Troubled MDS may sell of divisions

MDS Inc has named an independent committee to look at alternatives to boost shareholder value, as speculation grows that it is mulling the possible spin-off of some of its units. The Canadian life sciences conglomerate, which specialises in analytical instruments, molecular imaging and contract research, said the four-member committee includes Gregory Spivy, a partner at activist fund ValueAct Capital Partners LP, MDS's largest shareholder with about a 20 per cent stake.

The company has been under pressure from some shareholders to sell off its parts.
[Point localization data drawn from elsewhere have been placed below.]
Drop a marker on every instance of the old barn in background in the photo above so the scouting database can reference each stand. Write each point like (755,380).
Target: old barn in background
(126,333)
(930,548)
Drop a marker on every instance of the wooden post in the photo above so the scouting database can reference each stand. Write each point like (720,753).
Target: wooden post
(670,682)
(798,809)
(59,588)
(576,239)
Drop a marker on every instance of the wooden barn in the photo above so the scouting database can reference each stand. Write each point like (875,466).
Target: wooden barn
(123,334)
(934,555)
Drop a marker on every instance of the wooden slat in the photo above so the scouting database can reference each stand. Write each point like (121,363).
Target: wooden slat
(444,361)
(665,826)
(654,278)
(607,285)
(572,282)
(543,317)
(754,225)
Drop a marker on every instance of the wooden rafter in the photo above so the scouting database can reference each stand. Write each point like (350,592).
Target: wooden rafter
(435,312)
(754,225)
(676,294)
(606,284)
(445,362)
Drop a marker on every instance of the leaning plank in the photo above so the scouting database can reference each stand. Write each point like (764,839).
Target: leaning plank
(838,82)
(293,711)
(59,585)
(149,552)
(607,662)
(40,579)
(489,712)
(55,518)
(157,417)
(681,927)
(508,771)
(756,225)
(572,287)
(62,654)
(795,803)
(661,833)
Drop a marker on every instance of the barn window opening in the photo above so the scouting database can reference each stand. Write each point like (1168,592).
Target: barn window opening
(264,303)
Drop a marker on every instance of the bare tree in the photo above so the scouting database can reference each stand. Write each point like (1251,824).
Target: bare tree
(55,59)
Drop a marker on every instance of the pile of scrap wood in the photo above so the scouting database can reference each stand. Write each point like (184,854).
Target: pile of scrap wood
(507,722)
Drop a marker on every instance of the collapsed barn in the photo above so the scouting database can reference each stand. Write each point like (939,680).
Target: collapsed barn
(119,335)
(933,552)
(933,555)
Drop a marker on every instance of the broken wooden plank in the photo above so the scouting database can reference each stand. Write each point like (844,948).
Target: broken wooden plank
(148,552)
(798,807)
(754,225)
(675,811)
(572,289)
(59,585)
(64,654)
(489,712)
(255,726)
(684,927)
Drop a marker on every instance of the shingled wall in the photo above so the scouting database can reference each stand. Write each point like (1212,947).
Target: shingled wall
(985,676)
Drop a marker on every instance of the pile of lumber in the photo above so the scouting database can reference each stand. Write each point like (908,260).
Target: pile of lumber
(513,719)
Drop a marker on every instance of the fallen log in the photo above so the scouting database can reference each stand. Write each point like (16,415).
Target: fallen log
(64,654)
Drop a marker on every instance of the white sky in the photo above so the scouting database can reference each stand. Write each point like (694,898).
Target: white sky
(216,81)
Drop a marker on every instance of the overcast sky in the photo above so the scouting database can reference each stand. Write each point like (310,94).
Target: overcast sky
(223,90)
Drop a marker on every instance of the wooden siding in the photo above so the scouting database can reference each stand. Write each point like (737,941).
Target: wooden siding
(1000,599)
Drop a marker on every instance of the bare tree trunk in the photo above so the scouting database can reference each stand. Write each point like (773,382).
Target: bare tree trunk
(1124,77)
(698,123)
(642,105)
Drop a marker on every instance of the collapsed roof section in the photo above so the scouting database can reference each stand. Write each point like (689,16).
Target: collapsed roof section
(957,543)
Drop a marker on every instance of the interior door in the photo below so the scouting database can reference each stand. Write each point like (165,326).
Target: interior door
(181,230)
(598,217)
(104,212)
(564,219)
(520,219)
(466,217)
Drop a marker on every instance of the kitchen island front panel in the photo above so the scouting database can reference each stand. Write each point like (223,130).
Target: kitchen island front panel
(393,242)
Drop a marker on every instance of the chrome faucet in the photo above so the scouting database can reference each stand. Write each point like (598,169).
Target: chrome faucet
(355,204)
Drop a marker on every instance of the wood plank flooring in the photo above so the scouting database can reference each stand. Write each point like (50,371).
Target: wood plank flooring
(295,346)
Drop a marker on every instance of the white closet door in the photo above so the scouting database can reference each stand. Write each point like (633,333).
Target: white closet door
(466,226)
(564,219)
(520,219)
But MDS, which lost $575-million in its most recent quarter and whose stock has fallen more than 46 per cent in the past year, cautioned that there may be no sale of assets or any other transaction after the review.

Its statement noted that "there can be no assurance that this process will result in any specific strategic or financial transaction - especially given the uncertain market and economic conditions."

The special committee, made up of independent directors, will "review alternatives to improve shareholder value," the statement said. A company spokeswoman refused any comment about its specific mandate beyond saying that it would "look at all possible scenarios". She added that no timetable had been set for a decision.

MDS is made up of three main businesses - MDS Pharma Services performs contract research, MDS Analytical Technologies makes laboratory equipment, and MDS Nordion sells medical isotopes. The latest move is refuelling speculation that MDS could split into three separate divisions - a plan backed by some shareholder groups. But some analysts also said this may be a bad time to try to sell any of MDS's divisions.

MDS also said it hired Goldman, Sachs & Co and RBC Capital Markets as financial advisers.